The reversal in fortune for smaller companies, relative to the largest of the large, was significant and an outlier in magnitude. Whether it is the start of a different market regime, or the unwind of a very crowded trade remains to be seen. We think, as with most market related activity, the causes are complex, and the attribution is open to interpretation. There are some reasons to think it could be the start of a new regime, as capital becomes less costly with lower interest rates and the regulatory regime could become more business friendly. However, an economic contraction or slowdown could delay or prevent a potential regime change.
In fixed income, bond prices saw a rise as interest rates fell and credit spreads remained historically tight. The tightness of spreads is an interesting topic, as they tend to widen out in times of stress. While the economy, on the whole, seems to be in fairly good shape, it is slowing (or normalizing, depending on the prevailing narrative) in certain ways. A growth scare, economic contraction, or crisis could cause spreads to widen. Depending on the narrative or nature of the crisis du joir, that widening could be considerable.
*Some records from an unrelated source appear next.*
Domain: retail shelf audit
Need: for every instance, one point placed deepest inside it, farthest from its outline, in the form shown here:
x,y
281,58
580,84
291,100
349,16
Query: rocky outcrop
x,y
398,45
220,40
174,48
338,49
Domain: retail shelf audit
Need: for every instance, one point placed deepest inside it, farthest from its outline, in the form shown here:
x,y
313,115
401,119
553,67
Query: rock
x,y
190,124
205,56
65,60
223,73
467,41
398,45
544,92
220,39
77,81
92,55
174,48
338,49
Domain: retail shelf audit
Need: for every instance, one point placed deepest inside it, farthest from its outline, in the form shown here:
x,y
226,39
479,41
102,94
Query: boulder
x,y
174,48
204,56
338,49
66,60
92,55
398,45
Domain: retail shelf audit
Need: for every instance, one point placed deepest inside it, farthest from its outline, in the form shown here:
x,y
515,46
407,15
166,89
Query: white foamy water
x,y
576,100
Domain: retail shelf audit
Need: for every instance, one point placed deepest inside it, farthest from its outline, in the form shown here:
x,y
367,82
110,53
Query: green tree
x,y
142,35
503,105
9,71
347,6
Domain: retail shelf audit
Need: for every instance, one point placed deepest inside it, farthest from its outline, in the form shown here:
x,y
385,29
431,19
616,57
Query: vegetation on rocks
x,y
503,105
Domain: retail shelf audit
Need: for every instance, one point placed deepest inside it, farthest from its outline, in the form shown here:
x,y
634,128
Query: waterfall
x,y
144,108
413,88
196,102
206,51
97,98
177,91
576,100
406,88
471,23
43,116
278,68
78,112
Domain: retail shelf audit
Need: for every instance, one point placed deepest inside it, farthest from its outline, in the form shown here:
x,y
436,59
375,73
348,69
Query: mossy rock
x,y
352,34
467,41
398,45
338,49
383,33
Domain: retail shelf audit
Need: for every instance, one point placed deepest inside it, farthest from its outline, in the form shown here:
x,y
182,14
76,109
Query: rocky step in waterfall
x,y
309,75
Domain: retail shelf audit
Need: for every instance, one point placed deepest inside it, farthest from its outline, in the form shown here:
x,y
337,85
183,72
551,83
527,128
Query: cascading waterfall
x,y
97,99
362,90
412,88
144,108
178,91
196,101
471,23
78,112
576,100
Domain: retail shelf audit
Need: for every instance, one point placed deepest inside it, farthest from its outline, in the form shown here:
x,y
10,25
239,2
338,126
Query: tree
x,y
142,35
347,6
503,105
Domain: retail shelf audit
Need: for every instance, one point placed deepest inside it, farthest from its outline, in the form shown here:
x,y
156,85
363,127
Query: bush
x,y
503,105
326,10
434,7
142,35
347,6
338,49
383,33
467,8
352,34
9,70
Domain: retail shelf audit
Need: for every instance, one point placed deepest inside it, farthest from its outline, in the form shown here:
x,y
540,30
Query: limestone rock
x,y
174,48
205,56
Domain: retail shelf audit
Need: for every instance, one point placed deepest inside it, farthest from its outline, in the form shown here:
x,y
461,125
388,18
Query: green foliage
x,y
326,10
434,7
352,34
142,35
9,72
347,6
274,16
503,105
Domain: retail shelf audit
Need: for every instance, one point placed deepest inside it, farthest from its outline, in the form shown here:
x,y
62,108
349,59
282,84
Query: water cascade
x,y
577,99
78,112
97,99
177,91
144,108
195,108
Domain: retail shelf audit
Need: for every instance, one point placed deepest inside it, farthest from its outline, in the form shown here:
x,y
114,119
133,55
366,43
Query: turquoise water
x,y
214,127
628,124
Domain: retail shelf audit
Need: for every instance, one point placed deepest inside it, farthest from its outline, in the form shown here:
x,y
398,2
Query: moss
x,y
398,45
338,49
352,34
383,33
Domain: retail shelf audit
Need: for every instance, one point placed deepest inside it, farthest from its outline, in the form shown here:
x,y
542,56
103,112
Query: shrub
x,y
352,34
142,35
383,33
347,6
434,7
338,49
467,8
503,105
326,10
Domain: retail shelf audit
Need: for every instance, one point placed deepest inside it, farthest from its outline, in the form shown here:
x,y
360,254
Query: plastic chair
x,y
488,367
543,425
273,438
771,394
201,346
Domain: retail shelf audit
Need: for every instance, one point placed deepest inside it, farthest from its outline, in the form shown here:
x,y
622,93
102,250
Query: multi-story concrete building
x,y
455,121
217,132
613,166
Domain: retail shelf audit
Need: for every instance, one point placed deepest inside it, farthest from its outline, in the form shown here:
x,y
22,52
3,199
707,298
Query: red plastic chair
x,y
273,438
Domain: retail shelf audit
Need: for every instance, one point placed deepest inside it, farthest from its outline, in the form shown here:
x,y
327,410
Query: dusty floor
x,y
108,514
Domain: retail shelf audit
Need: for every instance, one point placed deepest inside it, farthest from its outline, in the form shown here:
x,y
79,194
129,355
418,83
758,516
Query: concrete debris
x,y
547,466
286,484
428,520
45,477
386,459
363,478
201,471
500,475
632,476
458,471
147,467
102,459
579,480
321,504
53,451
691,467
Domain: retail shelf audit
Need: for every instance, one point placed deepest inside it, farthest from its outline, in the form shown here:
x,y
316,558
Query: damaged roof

As we write this, there are numerous uncertainties and August is off to a volatile start. From an economic perspective, inflation appears to be cooling along with the labor market. There are reasons to think the inflation outlook is on a better, more sustainable path, as housing inflation finally appears to be decelerating. Whether inflation cools to the Fed’s target, and stays there, is an open question. The labor market seems to be normalizing but there’s a risk it weakens further and leads to a growth scare or recession. Currently, the Fed seems more concerned about the labor market than the inflation outlook and preparing to embark on an easing cycle. While some commentators think the Fed is already behind the curve, that may or may not be true. Our stance is to take them at their word and look for opportunities as they arise.